There was also the notion to mark more vocabularies as default that have standard concepts

Don't think it's a great choice before we cleaned up the EAV data. Otherwise, people will start map to UKB, PPI and NAACCR. And it's already the case.

mik-ohdsi commented 2 years ago

I think, the unspoken convention was to include everything that goes to the Domain missing its respective tables so that you don't miss the concepts for such "service" things as gender_concept_id, unit_concept_id, modifier_concept_id, route_concept_id, etc. Because it's not really obvious what vocabularies to pick if you want to add one more table/domain to your CDM. Region_concept_id somehow didn't materialize into a field but explains why OSM and US Cencus are there.

OSM is however one of the reasons, this whole discussion started... I guess I would still take it out of "required".

I wouldn't do it because the users that are updating their ETLs from some old vocabulary versions will just lose the concepts that appear it their mappings. I would never do it for the "service" small vocabularies.

hmm... have we mapped old type concepts over to the new ones? If so, it would make sense to keep them. but otherwise aren't they simply useless now and all non-standard?

I didn't get the logic behind. How the gender is more important than the race? And why Sponsor is better than a Geography? We need to come up with the clear rules.

Well, this is derived a little from how it was before. Gender is really indispensable, whereas Race & Ethnicity is, as we know, US centric... and they are still marked as default, so most people will keep them in their download.
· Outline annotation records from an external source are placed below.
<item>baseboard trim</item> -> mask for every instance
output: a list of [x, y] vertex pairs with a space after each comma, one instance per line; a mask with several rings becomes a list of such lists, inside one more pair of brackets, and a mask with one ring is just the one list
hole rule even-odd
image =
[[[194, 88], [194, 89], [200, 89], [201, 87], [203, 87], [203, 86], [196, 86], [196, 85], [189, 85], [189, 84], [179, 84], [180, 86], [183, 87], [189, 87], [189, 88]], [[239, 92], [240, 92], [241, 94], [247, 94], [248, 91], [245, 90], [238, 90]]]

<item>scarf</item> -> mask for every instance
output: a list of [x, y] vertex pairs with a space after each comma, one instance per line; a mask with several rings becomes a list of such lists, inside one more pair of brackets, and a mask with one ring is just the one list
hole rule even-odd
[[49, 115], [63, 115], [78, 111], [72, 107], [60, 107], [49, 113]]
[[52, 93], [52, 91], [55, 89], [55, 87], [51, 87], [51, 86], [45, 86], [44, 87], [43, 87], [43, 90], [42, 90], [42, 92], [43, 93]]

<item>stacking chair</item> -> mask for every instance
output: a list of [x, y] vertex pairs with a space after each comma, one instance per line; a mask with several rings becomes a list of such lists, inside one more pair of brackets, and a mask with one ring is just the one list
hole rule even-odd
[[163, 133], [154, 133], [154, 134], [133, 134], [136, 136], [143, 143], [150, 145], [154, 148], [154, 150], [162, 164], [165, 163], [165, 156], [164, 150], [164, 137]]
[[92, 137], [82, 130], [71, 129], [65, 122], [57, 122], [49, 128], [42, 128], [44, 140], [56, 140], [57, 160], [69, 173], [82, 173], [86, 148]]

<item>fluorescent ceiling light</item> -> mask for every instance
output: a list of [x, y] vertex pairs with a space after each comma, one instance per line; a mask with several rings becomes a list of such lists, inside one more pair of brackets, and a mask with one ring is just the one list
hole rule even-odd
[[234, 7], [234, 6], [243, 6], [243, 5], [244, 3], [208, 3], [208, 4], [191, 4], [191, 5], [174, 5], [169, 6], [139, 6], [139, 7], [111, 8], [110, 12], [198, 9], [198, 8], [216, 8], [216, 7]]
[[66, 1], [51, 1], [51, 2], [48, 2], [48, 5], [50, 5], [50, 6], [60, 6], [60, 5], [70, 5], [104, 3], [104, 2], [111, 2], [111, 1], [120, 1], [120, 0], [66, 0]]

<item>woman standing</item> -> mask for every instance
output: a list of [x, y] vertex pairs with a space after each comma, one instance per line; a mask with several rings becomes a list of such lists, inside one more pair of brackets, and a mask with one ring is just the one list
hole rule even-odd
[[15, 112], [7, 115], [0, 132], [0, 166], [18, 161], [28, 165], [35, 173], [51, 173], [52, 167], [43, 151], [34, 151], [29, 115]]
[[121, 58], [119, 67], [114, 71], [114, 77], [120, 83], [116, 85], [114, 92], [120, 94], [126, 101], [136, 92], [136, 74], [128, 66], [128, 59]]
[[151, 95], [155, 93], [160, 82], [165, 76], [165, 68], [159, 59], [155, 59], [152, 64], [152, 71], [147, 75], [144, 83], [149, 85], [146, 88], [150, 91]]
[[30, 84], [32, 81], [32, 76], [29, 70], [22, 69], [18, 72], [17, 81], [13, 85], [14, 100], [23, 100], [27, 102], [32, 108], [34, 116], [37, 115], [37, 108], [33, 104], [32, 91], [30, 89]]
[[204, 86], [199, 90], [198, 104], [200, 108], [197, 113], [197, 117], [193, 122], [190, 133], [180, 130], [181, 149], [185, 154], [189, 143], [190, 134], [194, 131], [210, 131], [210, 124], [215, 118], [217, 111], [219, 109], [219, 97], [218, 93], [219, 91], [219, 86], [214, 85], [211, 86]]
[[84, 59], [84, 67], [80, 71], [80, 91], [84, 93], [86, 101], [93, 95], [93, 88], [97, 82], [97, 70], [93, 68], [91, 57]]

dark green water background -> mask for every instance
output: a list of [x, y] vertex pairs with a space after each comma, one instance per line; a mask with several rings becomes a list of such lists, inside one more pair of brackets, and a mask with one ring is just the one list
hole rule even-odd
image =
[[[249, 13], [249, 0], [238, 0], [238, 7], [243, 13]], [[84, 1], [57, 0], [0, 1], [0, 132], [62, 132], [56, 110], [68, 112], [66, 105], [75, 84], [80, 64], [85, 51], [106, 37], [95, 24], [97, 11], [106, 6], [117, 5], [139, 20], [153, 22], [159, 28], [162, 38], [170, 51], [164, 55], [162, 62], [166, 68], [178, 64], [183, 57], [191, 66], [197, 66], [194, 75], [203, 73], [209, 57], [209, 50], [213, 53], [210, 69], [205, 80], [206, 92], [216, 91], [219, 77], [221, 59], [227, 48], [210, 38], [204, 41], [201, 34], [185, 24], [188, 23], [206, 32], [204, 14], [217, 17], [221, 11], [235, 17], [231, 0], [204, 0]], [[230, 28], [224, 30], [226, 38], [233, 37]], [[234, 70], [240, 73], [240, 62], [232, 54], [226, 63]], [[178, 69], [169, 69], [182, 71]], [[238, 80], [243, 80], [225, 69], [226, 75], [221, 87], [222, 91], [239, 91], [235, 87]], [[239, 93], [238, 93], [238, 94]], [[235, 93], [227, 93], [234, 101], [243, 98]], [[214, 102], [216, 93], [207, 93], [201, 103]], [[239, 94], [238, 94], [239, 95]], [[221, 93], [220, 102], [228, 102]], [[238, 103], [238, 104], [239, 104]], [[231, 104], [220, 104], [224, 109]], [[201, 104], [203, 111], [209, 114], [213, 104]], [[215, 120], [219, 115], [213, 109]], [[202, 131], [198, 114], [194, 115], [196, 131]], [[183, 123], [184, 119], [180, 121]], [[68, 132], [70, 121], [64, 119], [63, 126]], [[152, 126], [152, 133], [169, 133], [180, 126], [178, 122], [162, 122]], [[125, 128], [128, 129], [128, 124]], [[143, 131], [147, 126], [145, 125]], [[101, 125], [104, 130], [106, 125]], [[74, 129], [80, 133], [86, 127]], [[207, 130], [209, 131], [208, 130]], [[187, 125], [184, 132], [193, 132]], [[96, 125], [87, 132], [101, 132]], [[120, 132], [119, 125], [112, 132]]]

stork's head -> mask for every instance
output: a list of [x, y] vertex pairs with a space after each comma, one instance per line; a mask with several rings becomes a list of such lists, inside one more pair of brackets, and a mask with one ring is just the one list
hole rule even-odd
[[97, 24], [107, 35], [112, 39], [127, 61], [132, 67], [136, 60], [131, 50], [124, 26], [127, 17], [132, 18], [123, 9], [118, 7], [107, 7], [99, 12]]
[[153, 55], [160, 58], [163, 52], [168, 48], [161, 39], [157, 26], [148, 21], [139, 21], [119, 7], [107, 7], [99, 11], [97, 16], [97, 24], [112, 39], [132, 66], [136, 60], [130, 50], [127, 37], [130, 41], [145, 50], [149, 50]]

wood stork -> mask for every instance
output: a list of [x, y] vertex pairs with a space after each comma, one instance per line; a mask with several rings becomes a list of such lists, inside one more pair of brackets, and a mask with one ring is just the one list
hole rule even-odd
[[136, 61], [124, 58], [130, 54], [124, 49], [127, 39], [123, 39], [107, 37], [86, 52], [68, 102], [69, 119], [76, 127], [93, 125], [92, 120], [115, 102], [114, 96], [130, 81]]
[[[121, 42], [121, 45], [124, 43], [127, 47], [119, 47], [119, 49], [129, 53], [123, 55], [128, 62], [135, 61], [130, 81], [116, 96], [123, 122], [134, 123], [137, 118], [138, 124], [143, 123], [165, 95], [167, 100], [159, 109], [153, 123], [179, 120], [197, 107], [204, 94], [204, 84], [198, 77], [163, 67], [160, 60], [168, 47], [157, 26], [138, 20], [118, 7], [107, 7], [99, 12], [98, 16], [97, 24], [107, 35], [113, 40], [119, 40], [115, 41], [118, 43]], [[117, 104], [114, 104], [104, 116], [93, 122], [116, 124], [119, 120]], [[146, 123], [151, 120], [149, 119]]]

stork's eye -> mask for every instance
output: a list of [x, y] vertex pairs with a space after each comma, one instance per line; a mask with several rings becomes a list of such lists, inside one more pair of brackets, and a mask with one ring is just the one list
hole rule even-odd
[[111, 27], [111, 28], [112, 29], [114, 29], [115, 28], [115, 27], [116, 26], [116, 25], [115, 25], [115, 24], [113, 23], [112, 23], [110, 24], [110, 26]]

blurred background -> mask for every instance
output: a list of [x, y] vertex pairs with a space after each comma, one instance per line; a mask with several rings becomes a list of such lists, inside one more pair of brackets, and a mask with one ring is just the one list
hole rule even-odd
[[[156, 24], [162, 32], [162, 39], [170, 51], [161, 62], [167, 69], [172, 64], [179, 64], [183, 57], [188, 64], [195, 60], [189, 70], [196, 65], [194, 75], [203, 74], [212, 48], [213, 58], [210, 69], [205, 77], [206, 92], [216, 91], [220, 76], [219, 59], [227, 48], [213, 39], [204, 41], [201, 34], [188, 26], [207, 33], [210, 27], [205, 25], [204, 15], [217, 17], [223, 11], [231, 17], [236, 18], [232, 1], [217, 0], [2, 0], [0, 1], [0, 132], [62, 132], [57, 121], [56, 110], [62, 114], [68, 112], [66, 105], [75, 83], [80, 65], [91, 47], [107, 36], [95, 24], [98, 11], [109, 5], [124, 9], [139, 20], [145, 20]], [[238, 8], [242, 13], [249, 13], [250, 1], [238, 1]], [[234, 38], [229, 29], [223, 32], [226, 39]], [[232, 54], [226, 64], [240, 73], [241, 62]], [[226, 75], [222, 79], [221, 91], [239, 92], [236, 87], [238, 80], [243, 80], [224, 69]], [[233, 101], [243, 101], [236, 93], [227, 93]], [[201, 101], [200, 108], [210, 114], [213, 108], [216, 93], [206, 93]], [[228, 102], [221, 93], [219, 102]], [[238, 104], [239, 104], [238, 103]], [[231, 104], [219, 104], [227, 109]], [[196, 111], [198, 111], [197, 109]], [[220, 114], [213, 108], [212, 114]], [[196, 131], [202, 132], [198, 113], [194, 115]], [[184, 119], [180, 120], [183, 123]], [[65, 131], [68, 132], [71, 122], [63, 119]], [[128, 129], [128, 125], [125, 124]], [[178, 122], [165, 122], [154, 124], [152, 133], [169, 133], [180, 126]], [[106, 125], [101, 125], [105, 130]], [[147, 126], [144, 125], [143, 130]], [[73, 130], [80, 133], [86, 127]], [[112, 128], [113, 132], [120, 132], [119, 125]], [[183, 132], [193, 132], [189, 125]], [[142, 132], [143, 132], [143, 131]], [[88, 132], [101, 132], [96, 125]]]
They just have a choice to deselect.

There was also the notion to mark more vocabularies as default that have standard concepts

Don't think it's a great choice before we cleaned up the EAV data. Otherwise, people will start map to UKB, PPI and NAACCR. And it's already the case.

Of course we would not follow that notion blindly and hence the above are not marked as default. But you cannot prevent people from selecting them for download, unless we would make them something like license restricted (only not license but something else).

fdefalco commented 2 years ago

The original intent of the discussion was to promote transparency and flexibility in vocabulary download. As it stands, vocabularies that are not listed or selected are included in the download, so for transparency, they should be listed and selected by default. For flexibility the user can have the option to unselect vocabularies. I'm not sure what benefit preventing a user from unselecting a vocabulary would provide, if you reject defaults you should be doing so for a well understood reason. Perhaps a warning on the page that says 'Default vocabularies are selected to provide important concepts to most ETL processes, remove them from the selected vocabularies at your own risk.' :)

mik-ohdsi commented 2 years ago

@cgreich has an even stricter view on this. I think he used the word "dogmatic". Let's hear him out. (Christian, one exception to the rule should be vocabularies that have standard items but are also license restricted such as CDT or ISBT).

fdefalco commented 2 years ago

I think Patrick echoed my concern on transparency here: https://forums.ohdsi.org/t/osm-vocabulary/16303/11

cgreich commented 2 years ago

Are we debating here or there?

fdefalco commented 2 years ago

We are discussing the changes to be made as part of this issue here, informed by the conversation there. I don't think there is any debate regarding the need for transparency of vocabularies that are included in a download. I imagine the remaining debate is whether or not to provide the user the ability to control whether not 'default' vocabularies are included. My vote is that the user is provide control with a stern warning about why defaults should be left as is.

cgreich commented 2 years ago

@fdefalco:

Hang on a sec. Right now, the thinking is we have three categories (not two):

The proprietary vocabularies are in the Rest category, since they need to be individually clicked and processed anyway.

We will have to change Athena to always include all standard concepts (easy), and create different sets of recommended vocabularies (North America, Europe, Rest of World maybe). Not a big deal, but will require some work.